For more details, see `vignette("OverlapEncodings")`.

The returned object is of the class `Hits`, and can be interrogated
with `queryHits` and `subjectHits`. Transcripts 2 and 3 have the most
compatible alignments, though these are also the longest transcripts.

```{r}
fco <- findCompatibleOverlaps(gap, usf2)
fco
countSubjectHits(fco)
```

Note that elements of the query (paired alignments) can be compatible with 
multiple elements in the subject (transcripts). 
We may therefore want to categorize the paired alignments into *equivalence classes*, 
defined by the set of transcripts that the alignments are compatible with.
An early proposal for collapsing RNA-seq reads 
into equivalence classes can be found in 
[Statistical Modeling of RNA-Seq Data](http://www.ncbi.nlm.nih.gov/pmc/articles/PMC3846358/)
by Salzman, J., Jiang, H., and Wong, W.H.
Another reference on the use of equivalence classes for RNA-seq data is 
the [Sailfish paper](http://www.ncbi.nlm.nih.gov/pubmed/24752080),
discussing equivalence classes for read k-mers.

Here we will rename each paired alignment using a 1 or 0
if it is or is not compatible with a transcript.
So `1-1-0-0-1` means that a paired alignment is compatible
with transcripts 1, 2, and 5.

```{r}
tab <- table(queryHits(fco), subjectHits(fco))
tab <- as.matrix(tab)
frags <- apply(tab, 1, paste, collapse="-")
frags[1]
```

We can then tabulate the paired alignments using their new
names. Note that we have the same number of alignments
this way as if we count the unique number of query hits.

```{r}
table(frags)
sum(table(frags))
length(unique(queryHits(fco)))
```

We can see by scanning the table that many reads are
not compatible with transcript 1, 4, or 5.

# Map to transcripts

Another useful operation is to map from genomic coordinates to 
transcript coordinates. Note that, if we only wanted to 
have transcript alignments from the start, we could have used
software such as [RSEM](http://deweylab.github.io/RSEM/) or 
[RapMap](https://github.com/COMBINE-lab/RapMap) to produce
a BAM file contain *transcriptome* alignments. 
Such a file will necessarily contain, for many pairs, 
the alignment of the paired reads to the many isoforms of a gene
with which it is compatible. The genomic alignment file
will only contain multiple alignments for pairs when they 
are at different *genomic* loci.

To map our genomic coordinates to transcript coordinates,
we have to map the start and end of each fragment separately, 
because `mapToTranscripts` does not work on
*GAlignmentPairs*. Furthermore, from the man page we can read that,
"A successful mapping occurs when `x` is 
completely within the `transcripts` range".
So we will break apart each paired alignment that is
compatible with our transcript of interest into a start position and
an end position, map these positions to transcript 
coordinates, then rebuild the fragment afterward.

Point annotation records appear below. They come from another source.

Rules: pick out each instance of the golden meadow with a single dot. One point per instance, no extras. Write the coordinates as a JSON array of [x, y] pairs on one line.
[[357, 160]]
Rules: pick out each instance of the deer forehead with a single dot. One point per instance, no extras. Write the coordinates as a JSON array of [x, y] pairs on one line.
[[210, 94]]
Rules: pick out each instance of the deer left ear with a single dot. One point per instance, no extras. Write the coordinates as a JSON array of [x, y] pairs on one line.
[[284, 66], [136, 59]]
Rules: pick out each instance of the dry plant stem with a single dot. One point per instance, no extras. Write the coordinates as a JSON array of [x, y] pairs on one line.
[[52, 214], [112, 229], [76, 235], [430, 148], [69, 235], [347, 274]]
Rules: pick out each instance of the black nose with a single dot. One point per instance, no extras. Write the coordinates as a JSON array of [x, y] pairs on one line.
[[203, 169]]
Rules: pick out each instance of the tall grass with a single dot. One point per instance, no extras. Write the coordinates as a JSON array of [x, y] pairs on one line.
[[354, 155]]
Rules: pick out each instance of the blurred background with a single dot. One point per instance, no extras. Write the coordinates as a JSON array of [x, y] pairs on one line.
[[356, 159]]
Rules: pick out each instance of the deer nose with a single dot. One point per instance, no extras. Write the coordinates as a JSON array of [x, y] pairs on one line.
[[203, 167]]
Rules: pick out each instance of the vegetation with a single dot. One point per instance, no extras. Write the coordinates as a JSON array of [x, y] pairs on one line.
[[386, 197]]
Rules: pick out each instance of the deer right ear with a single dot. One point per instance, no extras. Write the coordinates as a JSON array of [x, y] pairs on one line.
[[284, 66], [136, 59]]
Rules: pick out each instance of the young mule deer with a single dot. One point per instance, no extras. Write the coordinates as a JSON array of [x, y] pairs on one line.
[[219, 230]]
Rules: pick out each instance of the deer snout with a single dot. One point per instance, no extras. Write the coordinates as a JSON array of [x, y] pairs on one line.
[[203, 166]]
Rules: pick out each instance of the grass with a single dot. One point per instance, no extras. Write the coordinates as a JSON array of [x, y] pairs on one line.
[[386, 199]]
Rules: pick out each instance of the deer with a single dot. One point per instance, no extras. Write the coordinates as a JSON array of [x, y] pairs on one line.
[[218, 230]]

We don't keep track of fragment strand in this example, 
but one could do this simply by taking care of the
plus and minus strand fragments separately.

```{r}
idx <- queryHits(fco)[subjectHits(fco) == 3]
gr <- as(gap[idx],"GRanges")
strand(gr) <- "*"
m2tx.start <- mapToTranscripts(resize(gr, width=1, fix="start"), usf2[3])
m2tx.start
```

Now we do the same for the ends as we did for the starts,
mapping them to the transcript coordinates. 
We then create a *GRanges* in the transcript coordinate
space, using the starts and ends of the paired alignments.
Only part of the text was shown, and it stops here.